Business Analysis, Egg Processing Discussions Drew IEC Event to Close

AUSTRIA - IEC Business Conference Vienna 2014 came a close on Tuesday, as the conference sessions focussed delegates’ attention on business analysis and egg processing.
calendar icon 3 April 2014
clock icon 3 minute read

Danielle Cagan, European Lead Buyer for Nestlé

Nan-Dirk Mulder from Rabobank

Professor Hans-Wilhelm Windhorst, Emeritus Professor of Food Marketing

Danielle Cagan, European Lead Buyer for Nestlé, addressed IEC delegates during the Egg Processing session; she provided delegates with thought provoking insights from the world’s largest food processor and manufacturer. Nestlé employs 333,000 people worldwide; it has 461 factories in 83 countries and a revenue of 93 billion Swiss Francs. Eggs, and egg products in particular, play a significant role in Nestlé’s product offering.

Ms Cagan spoke in detail about supply chain integrity and the importance of transparency and traceability to create and maintain consumer trust. Ms Cagan stressed to the IEC the need for her suppliers to demonstrate excellent control of their product supply, both in terms of production levels and price.

She spoke about Nestle Supplier Code which rules all Nestlé business relationship with suppliers and focuses on Business Integrity, Sustainability, Labor Standards, Safety and Health, Environment, Direct engagement with farmers. She also outlined the company’s expectations towards egg products in Europe, explaining the need to demonstrate financial robustness, production capabilities and technology levels, as well as having the necessary quality and safety measures in place.
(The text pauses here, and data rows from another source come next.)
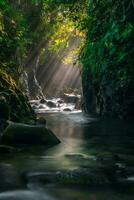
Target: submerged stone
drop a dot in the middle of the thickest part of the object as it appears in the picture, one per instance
(18, 133)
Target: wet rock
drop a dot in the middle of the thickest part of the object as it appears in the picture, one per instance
(67, 110)
(51, 104)
(70, 98)
(18, 133)
(83, 176)
(60, 101)
(43, 101)
(25, 195)
(9, 178)
(7, 149)
(41, 120)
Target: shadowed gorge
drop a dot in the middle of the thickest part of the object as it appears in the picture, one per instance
(66, 100)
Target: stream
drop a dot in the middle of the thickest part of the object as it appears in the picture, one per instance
(85, 143)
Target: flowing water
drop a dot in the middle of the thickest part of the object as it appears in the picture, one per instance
(84, 139)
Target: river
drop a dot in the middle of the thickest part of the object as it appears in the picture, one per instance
(85, 142)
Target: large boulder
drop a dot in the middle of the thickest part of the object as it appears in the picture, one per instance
(10, 179)
(18, 133)
(71, 98)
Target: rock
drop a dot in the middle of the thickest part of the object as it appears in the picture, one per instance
(14, 104)
(7, 149)
(67, 110)
(60, 101)
(9, 178)
(25, 195)
(93, 177)
(70, 98)
(43, 101)
(18, 133)
(41, 120)
(51, 104)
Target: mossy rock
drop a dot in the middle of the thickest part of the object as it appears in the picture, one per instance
(18, 133)
(15, 106)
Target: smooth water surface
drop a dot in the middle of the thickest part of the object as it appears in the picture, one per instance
(82, 139)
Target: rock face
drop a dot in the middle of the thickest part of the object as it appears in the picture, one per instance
(18, 133)
(70, 98)
(13, 103)
(51, 104)
(9, 178)
(107, 97)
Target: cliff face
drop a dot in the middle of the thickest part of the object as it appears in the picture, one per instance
(108, 98)
(13, 103)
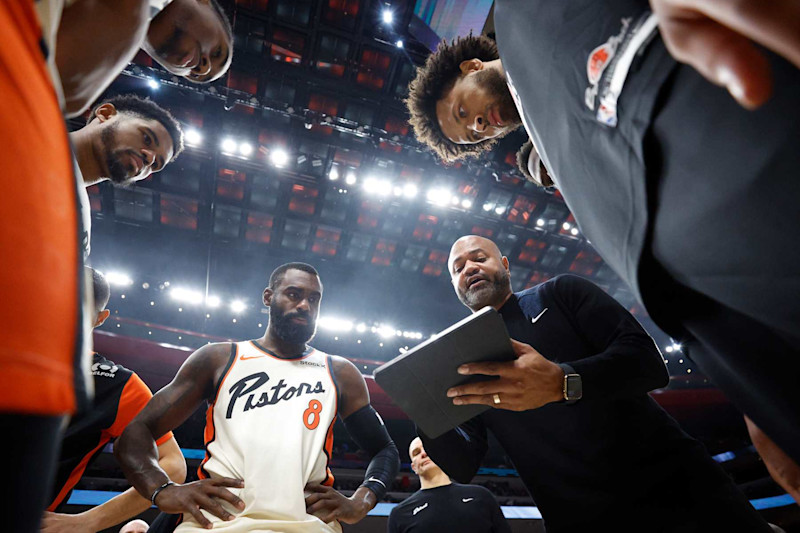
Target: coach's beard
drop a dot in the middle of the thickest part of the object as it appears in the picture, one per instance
(489, 294)
(291, 332)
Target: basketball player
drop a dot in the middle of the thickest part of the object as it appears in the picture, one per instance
(272, 403)
(441, 505)
(126, 139)
(192, 38)
(119, 395)
(43, 374)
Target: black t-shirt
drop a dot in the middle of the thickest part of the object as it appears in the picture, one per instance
(119, 395)
(454, 507)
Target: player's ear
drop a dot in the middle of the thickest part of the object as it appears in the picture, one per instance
(470, 65)
(268, 296)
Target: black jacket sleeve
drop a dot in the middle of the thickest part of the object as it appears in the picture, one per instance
(626, 360)
(460, 451)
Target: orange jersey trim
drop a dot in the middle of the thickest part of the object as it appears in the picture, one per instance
(209, 432)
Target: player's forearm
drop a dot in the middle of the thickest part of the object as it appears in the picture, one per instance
(137, 455)
(130, 503)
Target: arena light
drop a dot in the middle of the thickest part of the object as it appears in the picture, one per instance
(228, 145)
(339, 325)
(246, 149)
(410, 190)
(377, 186)
(193, 137)
(386, 331)
(440, 197)
(120, 279)
(279, 157)
(186, 295)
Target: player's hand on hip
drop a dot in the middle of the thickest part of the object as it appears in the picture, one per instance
(204, 494)
(328, 504)
(717, 37)
(528, 382)
(67, 523)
Following Danielle Cagan’s presentation, Emeritus Professor of Food Marketing, Professor David Hughes, led another insightful question and answer session, during which the two discussed the changes that have taken place in supply chain management during the past year. Ms Cagan explained that, where possible, supply chains are now being shortened and strengthened, as part of the ongoing effort to provide greater traceability, and ultimately greater transparency to consumers.
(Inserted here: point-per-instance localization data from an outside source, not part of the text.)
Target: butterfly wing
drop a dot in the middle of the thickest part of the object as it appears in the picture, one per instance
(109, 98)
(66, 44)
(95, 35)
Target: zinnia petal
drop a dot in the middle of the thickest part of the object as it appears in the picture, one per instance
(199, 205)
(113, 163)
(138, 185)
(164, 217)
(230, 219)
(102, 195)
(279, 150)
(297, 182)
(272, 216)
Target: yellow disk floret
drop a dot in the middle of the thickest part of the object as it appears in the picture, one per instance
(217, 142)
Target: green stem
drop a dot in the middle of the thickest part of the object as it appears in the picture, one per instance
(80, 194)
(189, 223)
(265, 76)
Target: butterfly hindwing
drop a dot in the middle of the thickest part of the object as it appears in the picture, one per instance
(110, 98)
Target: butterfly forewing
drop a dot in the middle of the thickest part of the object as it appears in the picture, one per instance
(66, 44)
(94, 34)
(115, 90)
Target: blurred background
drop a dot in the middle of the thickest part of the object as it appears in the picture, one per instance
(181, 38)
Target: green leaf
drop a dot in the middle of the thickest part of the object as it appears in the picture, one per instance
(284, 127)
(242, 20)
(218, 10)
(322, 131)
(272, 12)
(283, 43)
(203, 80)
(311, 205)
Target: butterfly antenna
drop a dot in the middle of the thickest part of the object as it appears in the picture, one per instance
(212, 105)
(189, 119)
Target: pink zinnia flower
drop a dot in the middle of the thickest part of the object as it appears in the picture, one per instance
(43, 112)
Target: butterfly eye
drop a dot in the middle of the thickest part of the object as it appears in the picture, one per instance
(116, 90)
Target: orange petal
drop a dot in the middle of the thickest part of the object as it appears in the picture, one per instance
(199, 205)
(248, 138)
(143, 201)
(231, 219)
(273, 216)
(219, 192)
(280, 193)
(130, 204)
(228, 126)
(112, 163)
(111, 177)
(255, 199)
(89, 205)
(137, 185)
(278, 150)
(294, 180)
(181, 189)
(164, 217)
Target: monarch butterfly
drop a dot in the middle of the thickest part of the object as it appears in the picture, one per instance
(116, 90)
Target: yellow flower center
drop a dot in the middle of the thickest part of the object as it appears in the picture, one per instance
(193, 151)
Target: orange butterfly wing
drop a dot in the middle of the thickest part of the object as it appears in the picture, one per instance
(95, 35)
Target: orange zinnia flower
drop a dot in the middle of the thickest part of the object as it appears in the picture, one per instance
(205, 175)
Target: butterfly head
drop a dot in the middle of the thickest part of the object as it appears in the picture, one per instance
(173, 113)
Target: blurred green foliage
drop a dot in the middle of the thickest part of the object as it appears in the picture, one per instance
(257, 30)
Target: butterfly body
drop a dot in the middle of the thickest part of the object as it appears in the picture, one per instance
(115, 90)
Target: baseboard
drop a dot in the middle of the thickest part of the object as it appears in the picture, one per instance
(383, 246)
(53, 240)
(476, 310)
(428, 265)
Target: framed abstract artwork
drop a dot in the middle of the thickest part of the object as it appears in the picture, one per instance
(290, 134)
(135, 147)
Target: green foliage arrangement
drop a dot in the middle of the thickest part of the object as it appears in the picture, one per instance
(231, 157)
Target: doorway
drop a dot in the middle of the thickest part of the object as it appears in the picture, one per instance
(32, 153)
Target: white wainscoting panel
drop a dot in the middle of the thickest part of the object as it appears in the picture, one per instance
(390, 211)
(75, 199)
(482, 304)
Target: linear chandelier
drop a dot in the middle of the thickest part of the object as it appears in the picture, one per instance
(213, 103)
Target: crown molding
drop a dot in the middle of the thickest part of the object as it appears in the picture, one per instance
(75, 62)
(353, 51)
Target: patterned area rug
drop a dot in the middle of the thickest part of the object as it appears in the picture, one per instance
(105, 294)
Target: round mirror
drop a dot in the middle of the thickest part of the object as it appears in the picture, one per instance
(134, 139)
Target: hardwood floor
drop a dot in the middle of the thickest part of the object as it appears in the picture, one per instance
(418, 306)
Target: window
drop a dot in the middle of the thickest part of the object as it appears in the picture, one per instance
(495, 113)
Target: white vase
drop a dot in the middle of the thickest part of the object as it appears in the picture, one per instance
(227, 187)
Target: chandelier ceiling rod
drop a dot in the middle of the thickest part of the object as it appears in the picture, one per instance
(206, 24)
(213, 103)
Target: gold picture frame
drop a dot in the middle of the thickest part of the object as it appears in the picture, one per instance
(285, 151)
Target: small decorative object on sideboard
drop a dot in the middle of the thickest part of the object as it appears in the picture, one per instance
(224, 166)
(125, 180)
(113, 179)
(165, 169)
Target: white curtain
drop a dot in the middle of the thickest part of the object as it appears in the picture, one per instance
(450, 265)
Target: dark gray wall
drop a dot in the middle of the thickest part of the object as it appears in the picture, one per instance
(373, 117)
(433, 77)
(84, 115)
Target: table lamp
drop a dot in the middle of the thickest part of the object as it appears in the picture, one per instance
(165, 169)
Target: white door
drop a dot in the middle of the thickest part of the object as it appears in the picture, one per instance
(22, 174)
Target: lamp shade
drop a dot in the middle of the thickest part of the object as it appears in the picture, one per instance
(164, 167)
IEC delegates also heard from IEC Statistical Analyst, Professor Hans-Wilhelm Windhorst, as he presented his latest statistical report: Patterns of European egg production and egg trade after the banning of conventional cages in the EU. This is an in-depth study which analyses data provided by the FAO and shows egg production by region, country and global market share – following Professor Windhorst’s presentation, every IEC member received a copy of his publication.

Nan-Dirk Mulder, from Rabobank was the closing speaker in Vienna; he shared his insights into the feed market and how it impacts on the egg industry, drawing on examples from Ukraine in particular.

IEC Business Conference Vienna 2014 proved to be a highly informative, insightful conference. It brought together a mix of the industry’s leading decision makers and industry experts as they addressed the issues that impact on their businesses.

The next IEC conference is being held in Bangkok, Thailand, from 7 to 11 September.